Dennis Christopher George Potter (May 17, 1935June 7, 1994) was a controversial British dramatist who is best known for several widely acclaimed television dramas which mixed fantasy and reality, the personal and the social. He was particularly fond of using themes and images from popular culture.

Potter was born in the Forest of Dean, Gloucestershire. His father was a coalminer in the Forest of Dean, a rural industrial area between Gloucester and Wales. He won a scholarship to New College, Oxford, and started work for the BBC in the late 1950s. He also worked as a journalist and considered becoming a Labour MP before embarking on his career as a television playwright.

Potter's career as a playwright began conventionally enough with works like Vote, Vote, Vote for Nigel Barton, a BBC play about a parliamentary candidatecandidate. He took a major step into controversy with Son of Man (1969), starring Colin Blakely, an alternative view of the last days of Jesus Christ, which led to his being accused of blasphemy. Another play, Brimstone and Treacle (1976), was banned for indecency.

Potter continued to make news as well as winning critical acclaim for drama serials such as Pennies from Heaven (1978) — which brought Bob Hoskins into the limelight — and The Singing Detective (1986), which did the same for Michael Gambon. Although he won many awards for his writing, Potter was generally regarded quizzically by the general viewing public. His TV serial, Blackeyes (1989, also a novel), a drama about a fashion model was widely regarded as self-indulgent. Potter's romantic comedy Lipstick on Your Collar (1993) was a return to more conventional themes.

During the early 1960s, Potter began to suffer from an unusual hereditary condition known as as psoriatic arthropathy, affecting the skin and the joints. The rest of his life, Potter was frequently in hospital, sometimes completely unable to move and in great pain. The disease eventually ruined his hands, reducing them to what he called "clubs". He had to learn to write by strapping a pen to his hand.

In February 1994, Potter learned that he had terminal cancer of the pancreas and liver. With typical sardonic humour, he named his cancer Rupert, after Rupert Murdoch, who represented so much that he hated about British society. He continued to care for his wife suffering from the breast cancer that was to kill her, and then he died a week after her from pancreatic cancer.
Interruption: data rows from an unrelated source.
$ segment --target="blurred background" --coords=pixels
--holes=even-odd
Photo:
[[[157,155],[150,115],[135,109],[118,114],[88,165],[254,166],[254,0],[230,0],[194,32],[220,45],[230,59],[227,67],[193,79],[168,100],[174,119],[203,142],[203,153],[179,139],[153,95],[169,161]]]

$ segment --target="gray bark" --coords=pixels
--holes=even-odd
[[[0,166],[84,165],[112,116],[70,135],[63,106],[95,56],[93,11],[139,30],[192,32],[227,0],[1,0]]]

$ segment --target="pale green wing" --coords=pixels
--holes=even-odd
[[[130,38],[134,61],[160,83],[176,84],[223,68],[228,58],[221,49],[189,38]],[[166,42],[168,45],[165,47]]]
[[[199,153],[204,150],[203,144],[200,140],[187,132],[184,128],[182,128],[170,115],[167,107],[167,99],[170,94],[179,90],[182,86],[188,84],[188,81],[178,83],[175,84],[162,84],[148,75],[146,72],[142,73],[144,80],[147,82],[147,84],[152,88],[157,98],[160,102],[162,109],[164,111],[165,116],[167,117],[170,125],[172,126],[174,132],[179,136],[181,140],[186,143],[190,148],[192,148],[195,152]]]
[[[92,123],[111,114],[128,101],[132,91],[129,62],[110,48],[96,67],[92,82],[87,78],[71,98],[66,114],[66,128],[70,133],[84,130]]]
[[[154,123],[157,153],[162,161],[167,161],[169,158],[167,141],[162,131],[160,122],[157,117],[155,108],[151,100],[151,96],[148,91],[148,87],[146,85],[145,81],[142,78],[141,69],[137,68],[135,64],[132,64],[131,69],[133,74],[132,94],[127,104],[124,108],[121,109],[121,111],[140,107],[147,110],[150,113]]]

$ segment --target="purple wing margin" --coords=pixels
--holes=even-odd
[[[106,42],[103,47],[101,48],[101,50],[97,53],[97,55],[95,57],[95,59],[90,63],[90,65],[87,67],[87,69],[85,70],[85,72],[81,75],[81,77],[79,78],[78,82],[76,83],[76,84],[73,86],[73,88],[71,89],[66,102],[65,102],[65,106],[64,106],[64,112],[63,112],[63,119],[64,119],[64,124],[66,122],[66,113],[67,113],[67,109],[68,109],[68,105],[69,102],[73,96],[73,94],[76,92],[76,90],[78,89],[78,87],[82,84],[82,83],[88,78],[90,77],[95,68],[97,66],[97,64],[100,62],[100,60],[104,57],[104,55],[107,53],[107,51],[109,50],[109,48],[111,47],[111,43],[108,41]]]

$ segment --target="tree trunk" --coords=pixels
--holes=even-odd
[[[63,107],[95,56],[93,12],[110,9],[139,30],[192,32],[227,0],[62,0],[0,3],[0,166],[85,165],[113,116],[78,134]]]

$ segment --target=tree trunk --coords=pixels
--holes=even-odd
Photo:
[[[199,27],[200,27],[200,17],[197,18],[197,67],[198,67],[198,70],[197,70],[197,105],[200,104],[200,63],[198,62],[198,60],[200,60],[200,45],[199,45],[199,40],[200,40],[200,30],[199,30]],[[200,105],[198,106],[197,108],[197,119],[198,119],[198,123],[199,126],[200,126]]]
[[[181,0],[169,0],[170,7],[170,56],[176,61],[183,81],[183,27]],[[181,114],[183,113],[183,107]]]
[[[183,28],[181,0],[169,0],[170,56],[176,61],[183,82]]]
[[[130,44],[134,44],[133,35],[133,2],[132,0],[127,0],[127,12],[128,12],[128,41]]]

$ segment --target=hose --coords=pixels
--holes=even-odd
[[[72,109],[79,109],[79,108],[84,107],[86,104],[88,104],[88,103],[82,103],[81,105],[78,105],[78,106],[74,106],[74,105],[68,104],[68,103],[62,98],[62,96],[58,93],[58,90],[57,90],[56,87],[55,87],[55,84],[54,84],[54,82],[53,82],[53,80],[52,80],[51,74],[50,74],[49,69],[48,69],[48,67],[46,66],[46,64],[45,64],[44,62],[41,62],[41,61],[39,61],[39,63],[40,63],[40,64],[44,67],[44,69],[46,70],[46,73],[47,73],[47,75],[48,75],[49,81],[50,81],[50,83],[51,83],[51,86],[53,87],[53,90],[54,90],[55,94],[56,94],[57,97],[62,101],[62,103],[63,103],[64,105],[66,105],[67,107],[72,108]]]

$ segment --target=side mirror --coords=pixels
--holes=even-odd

Shortly before his death, Potter gave a memorable, if uncomfortable to witness, interview to the BBC, in which he described his work and his determination to continue writing until the end. As he sipped on a morphine cocktail, he told interviewer Melvyn Bragg: "My only regret is if I die four pages too soon."

His final two serials, Karaoke, and Cold Lazarus (two related stories, both starring Albert Finney as the same principal character, one set in the present and the other in the future), were aired posthumously in the United Kingdom as part of a rare collaboration between BBC2 and rival Channel 4.